長野県中野市で2023年5月、住民女性と警察官の計4人が殺害された事件で、殺人などの罪に問われた青木政憲被告(34)の裁判員裁判の論告求刑公判が24日、長野地裁(坂田正史裁判長)であり、検察側は死刑を求刑した。全国紙社会部記者が語る。
【写真】「大切なものは金」卒業アルバムに綴られた青木被告の“将来の夢”。経営していたジェラート店の様子
「青木被告は、散歩中だった女性2人を突如ナイフで相次いで刺し、駆けつけた警官2人もハーフライフル銃とナイフで襲って殺害したとされています。検察側は『悪質な犯行』だと非難し、極刑である死刑を求刑しました。
公判を通じて青木被告は黙秘を続けており、弁護側は青木被告が事件当時『統合失調症で心身耗弱状態だった』と主張している。公判の争点は被告人の刑事責任能力と量刑の程度となっています」
事件の初公判があったのは9月4日。弁護側は青木被告に統合失調症の症状が見られたことを、精神鑑定を行なった医師の証言をもとに主張していた。公判を傍聴していたライターの高橋ユキ氏が語る。
「弁護側の冒頭陳述によると、青木被告は小~中学校の頃から人の目を見て話せず、大学入学後に寮に入ったが、寮生や同級生からの『ぼっち』『キモい』という声が聞こえるようになったといいます。被告は犯行直後にも母親に『おばさんが”ぼっち””ぼっち”というから刺した』と説明していたと言いますが、それは青木被告の妄想・幻聴だったようです」
一方で検察側は、逃げる女性を走って追いかけ、刺し殺した被告の残虐さを指摘していた。

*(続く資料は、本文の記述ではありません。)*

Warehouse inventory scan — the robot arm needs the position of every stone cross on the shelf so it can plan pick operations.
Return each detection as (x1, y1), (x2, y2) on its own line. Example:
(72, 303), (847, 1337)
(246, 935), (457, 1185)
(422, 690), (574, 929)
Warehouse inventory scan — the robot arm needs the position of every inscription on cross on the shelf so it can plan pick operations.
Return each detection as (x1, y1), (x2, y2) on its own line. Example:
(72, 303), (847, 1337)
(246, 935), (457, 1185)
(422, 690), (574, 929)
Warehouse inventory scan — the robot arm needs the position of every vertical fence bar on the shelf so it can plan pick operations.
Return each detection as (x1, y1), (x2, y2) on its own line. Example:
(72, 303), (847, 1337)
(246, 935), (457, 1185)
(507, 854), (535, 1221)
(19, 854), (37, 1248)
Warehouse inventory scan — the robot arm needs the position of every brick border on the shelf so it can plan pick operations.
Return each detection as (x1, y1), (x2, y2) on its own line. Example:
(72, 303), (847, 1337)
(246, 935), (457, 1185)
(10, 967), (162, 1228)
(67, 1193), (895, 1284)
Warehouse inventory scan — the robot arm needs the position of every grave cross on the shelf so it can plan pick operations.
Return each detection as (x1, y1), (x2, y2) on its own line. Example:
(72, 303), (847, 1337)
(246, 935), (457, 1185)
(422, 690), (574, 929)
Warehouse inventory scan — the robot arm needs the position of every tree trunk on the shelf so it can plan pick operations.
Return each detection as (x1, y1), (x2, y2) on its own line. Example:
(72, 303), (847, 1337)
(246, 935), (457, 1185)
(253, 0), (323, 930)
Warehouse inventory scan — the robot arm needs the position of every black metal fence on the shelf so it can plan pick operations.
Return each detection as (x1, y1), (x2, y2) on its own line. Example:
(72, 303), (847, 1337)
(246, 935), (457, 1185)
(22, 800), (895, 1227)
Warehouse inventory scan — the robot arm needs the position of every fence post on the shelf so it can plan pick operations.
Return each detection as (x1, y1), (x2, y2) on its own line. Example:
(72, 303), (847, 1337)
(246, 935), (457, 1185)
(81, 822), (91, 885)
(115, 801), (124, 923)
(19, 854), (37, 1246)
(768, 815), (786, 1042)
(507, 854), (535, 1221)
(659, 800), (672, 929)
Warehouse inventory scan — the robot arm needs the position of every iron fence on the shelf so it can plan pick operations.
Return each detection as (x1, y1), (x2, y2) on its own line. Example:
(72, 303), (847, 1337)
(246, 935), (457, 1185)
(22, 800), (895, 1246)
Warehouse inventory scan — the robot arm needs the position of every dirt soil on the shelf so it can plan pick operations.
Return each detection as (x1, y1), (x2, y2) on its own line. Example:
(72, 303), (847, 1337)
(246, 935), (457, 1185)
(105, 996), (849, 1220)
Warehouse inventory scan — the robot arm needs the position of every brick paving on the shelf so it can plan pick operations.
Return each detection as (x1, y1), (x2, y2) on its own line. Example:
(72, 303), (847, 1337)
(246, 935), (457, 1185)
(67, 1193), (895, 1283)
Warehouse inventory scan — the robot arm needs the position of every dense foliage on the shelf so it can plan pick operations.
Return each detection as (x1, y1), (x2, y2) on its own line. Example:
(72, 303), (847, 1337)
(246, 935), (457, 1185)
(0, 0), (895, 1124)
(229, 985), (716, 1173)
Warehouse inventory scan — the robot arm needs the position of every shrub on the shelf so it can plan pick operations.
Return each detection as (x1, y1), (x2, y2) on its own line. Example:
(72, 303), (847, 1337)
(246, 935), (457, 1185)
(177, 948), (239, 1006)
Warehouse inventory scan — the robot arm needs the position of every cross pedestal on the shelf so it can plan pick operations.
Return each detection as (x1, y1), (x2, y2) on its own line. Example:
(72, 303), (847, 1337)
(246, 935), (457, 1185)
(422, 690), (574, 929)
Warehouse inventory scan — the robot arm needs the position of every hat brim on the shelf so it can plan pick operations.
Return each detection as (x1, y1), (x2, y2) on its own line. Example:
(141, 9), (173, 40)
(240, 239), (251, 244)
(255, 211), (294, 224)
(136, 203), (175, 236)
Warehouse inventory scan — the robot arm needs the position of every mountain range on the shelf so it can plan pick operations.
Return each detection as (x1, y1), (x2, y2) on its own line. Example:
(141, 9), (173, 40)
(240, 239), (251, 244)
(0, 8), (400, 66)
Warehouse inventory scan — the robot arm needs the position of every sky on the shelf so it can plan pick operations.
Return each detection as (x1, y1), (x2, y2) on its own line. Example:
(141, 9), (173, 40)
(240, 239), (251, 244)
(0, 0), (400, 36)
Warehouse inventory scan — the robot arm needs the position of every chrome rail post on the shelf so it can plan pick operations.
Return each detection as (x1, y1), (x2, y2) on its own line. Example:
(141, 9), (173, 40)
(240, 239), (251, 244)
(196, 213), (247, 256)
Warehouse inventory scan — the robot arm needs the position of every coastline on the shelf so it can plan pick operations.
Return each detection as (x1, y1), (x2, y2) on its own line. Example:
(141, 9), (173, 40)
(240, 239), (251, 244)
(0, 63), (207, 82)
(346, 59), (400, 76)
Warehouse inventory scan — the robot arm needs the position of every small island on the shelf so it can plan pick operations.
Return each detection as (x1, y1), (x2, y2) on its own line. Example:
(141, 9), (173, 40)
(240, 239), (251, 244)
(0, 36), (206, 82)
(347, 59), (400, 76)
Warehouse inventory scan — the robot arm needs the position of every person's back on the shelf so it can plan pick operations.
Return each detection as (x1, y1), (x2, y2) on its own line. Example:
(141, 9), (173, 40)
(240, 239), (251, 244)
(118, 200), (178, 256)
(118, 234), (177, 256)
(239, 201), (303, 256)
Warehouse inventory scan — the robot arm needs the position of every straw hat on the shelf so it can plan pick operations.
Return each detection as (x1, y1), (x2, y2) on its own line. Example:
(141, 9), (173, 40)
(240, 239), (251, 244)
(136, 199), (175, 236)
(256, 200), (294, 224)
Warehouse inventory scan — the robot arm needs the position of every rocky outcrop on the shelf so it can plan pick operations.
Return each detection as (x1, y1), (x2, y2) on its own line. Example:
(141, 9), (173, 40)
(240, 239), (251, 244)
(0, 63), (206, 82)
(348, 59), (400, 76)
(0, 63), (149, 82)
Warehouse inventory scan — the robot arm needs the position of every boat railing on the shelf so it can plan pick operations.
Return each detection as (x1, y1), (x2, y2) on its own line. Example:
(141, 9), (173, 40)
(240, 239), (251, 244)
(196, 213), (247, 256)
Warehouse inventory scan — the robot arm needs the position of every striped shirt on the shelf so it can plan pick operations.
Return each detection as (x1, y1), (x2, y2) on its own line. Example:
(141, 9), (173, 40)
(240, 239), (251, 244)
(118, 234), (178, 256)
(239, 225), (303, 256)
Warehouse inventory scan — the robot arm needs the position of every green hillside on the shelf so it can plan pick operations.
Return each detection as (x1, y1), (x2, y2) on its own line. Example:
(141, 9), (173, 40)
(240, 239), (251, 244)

「被告は事件発生の1か月半ほど前に、凶器となるボウイナイフをネットで購入しました。その際、弟に〈ごっつえーナイフ買うたった 今年はこれでいっぱい人殺すねん〉とLINEメッセージを送っていたといいます」
検察側は、当時妄想症に罹患していたとしても、責任能力は十分に保たれていたとして、完全な責任能力があったと主張。それゆえの死刑求刑となったわけだが、9月11日に行われた公判では、被告人が逮捕当初に応じていた取り調べで「死刑になるのが宿命」と話していたことが、調書の内容から明かされている。この公判も傍聴していた前出・高橋氏が解説する。
「調書によると、被告は取り調べで殺害した2人の女性に対し、『いい歳こいて悪口を言うようなロクでもない人間』と断罪していたといいます。先に説明した通り、被告が聞いた”悪口”は、被告の妄想だったわけですが。
当時通っていた大学の学生など、身の回りの多くの人から悪口を言われていると思い込んでいた被告は、『世間の人に悪口を言われて、世の中から排斥され、殺人犯になって、死刑になるのが宿命だと理解している。この事件を起こしてなかったとしても、別の日に、他の場所で、私の悪口を言うバカな人間を殺した可能性は高かったと思います』と供述していたそうです」
今回の求刑を受け、弁護側は26日の最終弁論で、刑を軽くするよう求める見通しだ。判決に注目が集まる。